彼はすでにたくさんの袋や小箱を持っていたので、部活の女子部員とかからもらったのかな……。
他の人のものはミニカードがついているかは分からない。
私は短いけど、秋桜寺くんにラブレターみたいなものを書いたの。
Dear. 秋桜寺 聡くん
さっきは突然、呼び出してごめんなさい。
なんて言ったか分からなかったと思うから、手紙でもう一度伝えるね。
私は秋桜寺くんのことが好きです。
なぜならば、あなたの優しい笑顔と部活でバドミントンをやっているところが素敵だからです!

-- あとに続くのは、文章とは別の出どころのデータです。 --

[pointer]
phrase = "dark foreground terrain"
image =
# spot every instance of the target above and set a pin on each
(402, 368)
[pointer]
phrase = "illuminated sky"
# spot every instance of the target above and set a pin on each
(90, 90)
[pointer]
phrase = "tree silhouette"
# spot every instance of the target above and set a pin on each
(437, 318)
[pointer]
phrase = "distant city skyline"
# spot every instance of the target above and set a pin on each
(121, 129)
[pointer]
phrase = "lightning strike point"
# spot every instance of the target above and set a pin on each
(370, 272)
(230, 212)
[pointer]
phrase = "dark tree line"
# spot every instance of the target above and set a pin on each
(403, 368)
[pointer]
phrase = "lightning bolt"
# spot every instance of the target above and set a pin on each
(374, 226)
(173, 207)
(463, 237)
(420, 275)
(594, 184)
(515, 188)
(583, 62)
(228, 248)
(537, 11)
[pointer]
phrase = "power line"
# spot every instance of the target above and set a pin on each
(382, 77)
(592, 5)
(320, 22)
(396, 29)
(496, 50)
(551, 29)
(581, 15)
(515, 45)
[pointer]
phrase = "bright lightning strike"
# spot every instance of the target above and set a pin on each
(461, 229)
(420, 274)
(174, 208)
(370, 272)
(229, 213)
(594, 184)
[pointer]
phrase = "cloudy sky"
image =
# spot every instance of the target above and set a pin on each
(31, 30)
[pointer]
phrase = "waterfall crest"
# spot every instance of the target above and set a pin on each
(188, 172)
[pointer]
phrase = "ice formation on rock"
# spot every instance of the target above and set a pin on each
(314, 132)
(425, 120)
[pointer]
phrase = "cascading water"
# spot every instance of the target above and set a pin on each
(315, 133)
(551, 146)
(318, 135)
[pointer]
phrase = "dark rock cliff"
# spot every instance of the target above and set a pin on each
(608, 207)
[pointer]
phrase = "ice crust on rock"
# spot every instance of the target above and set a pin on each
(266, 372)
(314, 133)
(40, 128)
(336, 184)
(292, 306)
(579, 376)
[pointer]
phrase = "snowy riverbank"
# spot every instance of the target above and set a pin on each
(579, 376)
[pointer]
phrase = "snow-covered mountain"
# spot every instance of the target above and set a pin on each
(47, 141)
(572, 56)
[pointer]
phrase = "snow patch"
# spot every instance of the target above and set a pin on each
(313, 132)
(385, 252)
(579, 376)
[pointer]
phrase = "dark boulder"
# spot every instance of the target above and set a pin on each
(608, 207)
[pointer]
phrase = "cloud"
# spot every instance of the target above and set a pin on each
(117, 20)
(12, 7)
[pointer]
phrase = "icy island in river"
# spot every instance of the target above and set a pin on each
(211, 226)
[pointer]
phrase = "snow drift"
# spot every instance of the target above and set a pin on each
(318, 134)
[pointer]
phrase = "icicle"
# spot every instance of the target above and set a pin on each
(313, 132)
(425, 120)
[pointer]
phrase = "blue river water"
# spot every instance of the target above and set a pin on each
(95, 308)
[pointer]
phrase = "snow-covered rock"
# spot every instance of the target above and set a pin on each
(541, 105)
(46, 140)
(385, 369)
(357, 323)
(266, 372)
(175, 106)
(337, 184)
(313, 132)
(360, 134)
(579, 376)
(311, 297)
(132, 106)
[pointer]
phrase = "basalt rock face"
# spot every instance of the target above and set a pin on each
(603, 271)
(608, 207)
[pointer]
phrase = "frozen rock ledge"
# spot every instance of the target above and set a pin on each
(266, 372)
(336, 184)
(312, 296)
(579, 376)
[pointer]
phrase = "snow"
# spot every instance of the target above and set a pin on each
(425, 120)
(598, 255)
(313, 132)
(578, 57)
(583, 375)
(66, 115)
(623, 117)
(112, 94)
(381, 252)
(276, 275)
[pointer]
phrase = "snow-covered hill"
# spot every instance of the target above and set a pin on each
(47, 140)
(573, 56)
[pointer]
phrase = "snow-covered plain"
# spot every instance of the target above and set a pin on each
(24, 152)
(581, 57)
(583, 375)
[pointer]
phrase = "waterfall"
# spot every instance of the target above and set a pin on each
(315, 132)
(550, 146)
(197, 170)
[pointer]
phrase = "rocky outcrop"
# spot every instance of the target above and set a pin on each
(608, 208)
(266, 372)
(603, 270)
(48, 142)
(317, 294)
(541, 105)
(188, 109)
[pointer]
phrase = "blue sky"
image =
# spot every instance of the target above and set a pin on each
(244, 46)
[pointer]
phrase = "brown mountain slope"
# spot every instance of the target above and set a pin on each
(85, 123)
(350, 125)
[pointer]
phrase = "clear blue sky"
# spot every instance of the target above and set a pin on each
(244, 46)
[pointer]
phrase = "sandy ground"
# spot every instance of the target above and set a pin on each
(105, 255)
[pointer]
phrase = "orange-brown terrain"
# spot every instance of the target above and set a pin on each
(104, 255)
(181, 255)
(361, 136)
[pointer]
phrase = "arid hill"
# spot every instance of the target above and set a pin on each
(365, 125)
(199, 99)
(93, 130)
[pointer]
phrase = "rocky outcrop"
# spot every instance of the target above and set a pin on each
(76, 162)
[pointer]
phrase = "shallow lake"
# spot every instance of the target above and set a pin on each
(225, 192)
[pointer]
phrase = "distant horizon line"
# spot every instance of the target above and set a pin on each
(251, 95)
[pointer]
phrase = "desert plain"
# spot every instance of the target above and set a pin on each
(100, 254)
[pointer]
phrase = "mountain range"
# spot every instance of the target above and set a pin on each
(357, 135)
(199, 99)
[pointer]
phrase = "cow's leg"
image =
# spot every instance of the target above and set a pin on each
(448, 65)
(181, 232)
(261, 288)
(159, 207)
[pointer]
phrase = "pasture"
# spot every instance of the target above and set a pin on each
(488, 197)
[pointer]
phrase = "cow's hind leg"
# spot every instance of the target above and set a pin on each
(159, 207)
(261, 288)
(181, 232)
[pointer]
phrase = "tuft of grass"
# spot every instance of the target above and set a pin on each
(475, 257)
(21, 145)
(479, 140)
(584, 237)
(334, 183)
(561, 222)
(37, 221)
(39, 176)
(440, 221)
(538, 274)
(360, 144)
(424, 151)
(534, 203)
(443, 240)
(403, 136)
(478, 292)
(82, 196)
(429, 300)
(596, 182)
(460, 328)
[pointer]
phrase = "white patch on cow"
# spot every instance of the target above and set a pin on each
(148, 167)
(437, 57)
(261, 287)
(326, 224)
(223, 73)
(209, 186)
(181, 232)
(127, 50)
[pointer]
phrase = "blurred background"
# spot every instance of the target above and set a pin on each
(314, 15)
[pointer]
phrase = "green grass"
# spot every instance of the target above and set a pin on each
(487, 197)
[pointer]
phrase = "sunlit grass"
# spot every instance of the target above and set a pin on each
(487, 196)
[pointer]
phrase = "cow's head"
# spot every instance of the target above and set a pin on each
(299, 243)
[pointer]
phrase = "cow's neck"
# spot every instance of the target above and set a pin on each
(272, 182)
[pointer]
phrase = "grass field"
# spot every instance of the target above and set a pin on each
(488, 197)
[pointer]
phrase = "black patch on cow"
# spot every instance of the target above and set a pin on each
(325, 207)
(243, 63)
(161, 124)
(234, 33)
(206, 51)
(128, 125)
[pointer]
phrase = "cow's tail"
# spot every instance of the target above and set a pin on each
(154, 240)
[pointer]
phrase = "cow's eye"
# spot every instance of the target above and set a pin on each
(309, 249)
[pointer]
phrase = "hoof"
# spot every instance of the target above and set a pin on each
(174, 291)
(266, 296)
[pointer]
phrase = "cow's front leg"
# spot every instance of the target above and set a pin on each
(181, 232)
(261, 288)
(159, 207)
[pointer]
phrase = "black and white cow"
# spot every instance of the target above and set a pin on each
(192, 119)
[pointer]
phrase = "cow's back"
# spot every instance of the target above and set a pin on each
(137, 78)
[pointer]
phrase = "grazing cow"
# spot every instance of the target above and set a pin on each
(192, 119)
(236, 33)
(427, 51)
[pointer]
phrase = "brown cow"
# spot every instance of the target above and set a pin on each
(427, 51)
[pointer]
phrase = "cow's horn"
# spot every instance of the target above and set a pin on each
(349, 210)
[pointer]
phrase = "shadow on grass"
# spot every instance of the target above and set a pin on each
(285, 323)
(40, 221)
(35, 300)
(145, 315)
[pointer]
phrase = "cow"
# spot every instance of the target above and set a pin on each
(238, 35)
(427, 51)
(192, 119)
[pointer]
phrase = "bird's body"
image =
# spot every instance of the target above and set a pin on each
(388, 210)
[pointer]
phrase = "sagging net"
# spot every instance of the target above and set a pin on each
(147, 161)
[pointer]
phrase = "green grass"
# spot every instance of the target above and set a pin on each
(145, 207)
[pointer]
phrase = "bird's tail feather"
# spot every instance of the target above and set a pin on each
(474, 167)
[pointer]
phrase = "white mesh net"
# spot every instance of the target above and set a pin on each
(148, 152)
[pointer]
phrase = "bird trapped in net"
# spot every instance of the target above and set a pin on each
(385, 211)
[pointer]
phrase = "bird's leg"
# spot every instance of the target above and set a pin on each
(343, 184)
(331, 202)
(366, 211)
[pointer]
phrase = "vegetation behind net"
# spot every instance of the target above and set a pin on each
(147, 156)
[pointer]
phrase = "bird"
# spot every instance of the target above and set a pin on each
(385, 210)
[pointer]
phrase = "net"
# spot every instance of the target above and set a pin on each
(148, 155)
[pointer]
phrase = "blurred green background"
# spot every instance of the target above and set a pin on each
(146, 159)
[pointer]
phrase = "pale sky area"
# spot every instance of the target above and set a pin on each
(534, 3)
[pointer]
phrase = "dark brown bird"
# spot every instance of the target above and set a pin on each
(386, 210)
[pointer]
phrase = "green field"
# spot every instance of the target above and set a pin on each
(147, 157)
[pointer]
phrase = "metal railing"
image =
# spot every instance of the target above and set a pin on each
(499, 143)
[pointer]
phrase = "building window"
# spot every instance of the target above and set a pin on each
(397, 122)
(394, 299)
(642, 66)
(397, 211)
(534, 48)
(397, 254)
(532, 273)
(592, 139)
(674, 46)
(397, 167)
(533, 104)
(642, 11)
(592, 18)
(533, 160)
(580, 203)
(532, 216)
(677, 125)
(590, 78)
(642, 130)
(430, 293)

今日はこの日のために、頑張ってチョコを作ってみたよ。
味は保証できないけど、食べてくれると嬉しいな♪
また来年度も同じクラスになれるといいね。
From. 木野 友梨奈
上の文章がそのカードに書いた内容。
今日の放課後は彼に絶対、ミニカードと同じように思いを伝えなきゃ!
*
その日はなぜか時間が経つのがかなり遅かったような気がする。
やっと放課後になり、私は心臓が高鳴る中、体育館裏で秋桜寺くんを待っていた。
「木野、ごめんね。遅くなっちゃった」
彼が少し遅ればせながら、そこに駆けつけてくる。
私は体操着に着替えていなかったため、部活の方は始まっていないと察した。
「う、うん。ぜ、全然、待ってないから大丈夫だよ」
「なんか変だけど……渡したいものって何かな?」
「あ、あのね。ずっと、秋桜寺くんのことがす……」
言いたいことは途中まで出てきているのにも関わらず、スムーズに最後まで言えない。
「す?」
「……す……」
「……す……?」
「す……好きでした! 今日のために、チョコを作ったから食べてくれると嬉しいなー。これから部活が始まると思うから頑張ってね! じゃあね!」
「あ、ありがとう。また明日な!」
私は勢いのあまりに早口で彼に全くミニカードと違う内容のことを言ってしまった。
それと返事の件を話すのを忘れてた!
「あっ、返事はいつでもいいから!」
「分かった! 木野も部活頑張れよ!」
「ありがとうね」
こうして、私のグダグダな秋桜寺くんへの告白が終わった。
果たして、彼は私のミニカードを見てくれるのだろうか……。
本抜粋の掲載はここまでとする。